Crump studied some of Blair’s book illustrations to get the look of all the characters to be the same. One day, Walt visited Crump and gave him a gift that Walt had picked up in Europe: a little bicycle rider on a thin wire. Crump built a larger version and in the mock up had a bucket of sand holding the cable tight. Moving the bucket would cause the cable to loosen and the rider would go back and forth. Crump still remembers fearfully Walt coming over and picking up the bucket and shaking it violently to make sure the toy wouldn’t come off the cable and hit a guest.
Crump was also responsible for the 120-foot high Tower of the Four Winds that was installed in front of the pavilion. Walt realized that the building that was so quickly constructed for “small world” would seem very plain and unappealing, so a more distinctive marquee was necessary to attract the attention of the visitors to the fair. The 52 different mobiles “represented the constant energy of the young.” At the end of the fair when Walt found out it would take nearly $80,000 to move it back to Disneyland, it was cut up and dumped in the nearby river.

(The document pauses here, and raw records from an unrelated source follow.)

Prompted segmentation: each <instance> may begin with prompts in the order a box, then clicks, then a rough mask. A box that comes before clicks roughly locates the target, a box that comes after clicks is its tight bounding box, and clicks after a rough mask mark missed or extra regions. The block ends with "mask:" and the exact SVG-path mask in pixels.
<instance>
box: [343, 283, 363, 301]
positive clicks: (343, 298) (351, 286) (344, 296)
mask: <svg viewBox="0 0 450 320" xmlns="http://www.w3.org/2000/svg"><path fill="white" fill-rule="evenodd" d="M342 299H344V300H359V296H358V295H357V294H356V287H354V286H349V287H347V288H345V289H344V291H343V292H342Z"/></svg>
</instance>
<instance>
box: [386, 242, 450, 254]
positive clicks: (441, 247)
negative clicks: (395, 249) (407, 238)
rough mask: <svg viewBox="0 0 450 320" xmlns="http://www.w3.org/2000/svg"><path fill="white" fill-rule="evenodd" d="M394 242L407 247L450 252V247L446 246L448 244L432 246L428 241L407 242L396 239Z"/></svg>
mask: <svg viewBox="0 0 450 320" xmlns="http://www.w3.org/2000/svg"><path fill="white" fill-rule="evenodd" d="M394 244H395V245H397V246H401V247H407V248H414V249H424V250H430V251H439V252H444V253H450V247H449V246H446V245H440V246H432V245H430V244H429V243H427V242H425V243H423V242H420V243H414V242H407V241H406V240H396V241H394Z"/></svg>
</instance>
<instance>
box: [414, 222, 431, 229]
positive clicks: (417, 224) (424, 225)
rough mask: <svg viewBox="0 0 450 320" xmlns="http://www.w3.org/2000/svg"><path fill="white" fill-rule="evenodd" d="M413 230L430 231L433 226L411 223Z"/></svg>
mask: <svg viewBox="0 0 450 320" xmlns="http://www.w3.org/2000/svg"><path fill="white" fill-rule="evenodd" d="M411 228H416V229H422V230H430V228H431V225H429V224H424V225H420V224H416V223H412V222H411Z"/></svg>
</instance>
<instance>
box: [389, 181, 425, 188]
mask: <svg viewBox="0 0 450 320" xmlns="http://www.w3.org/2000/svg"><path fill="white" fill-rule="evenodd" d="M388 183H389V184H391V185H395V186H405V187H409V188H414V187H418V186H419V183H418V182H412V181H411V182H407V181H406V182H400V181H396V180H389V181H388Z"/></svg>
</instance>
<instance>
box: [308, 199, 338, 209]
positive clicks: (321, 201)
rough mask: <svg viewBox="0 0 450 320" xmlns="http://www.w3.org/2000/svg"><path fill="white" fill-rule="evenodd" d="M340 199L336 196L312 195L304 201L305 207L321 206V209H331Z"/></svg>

After getting the ride designed, Walt wanted to use the different national anthems of the various countries featured in the attraction as the music. But they tried it out and it sounded weird. So Walt called some songwriters that he used before, the Sherman Brothers, they wrote the famous songs of Mary Poppins, as well as other movies.
Opening day was approaching, so to install the attraction, crews worked seven days a week to make the deadline.
In June 1965, as the New York World’s Fair was preparing to close, construction had begun on the show building at Disneyland for the attraction. Construction ran from June 9, 1965 to May 28, 1966.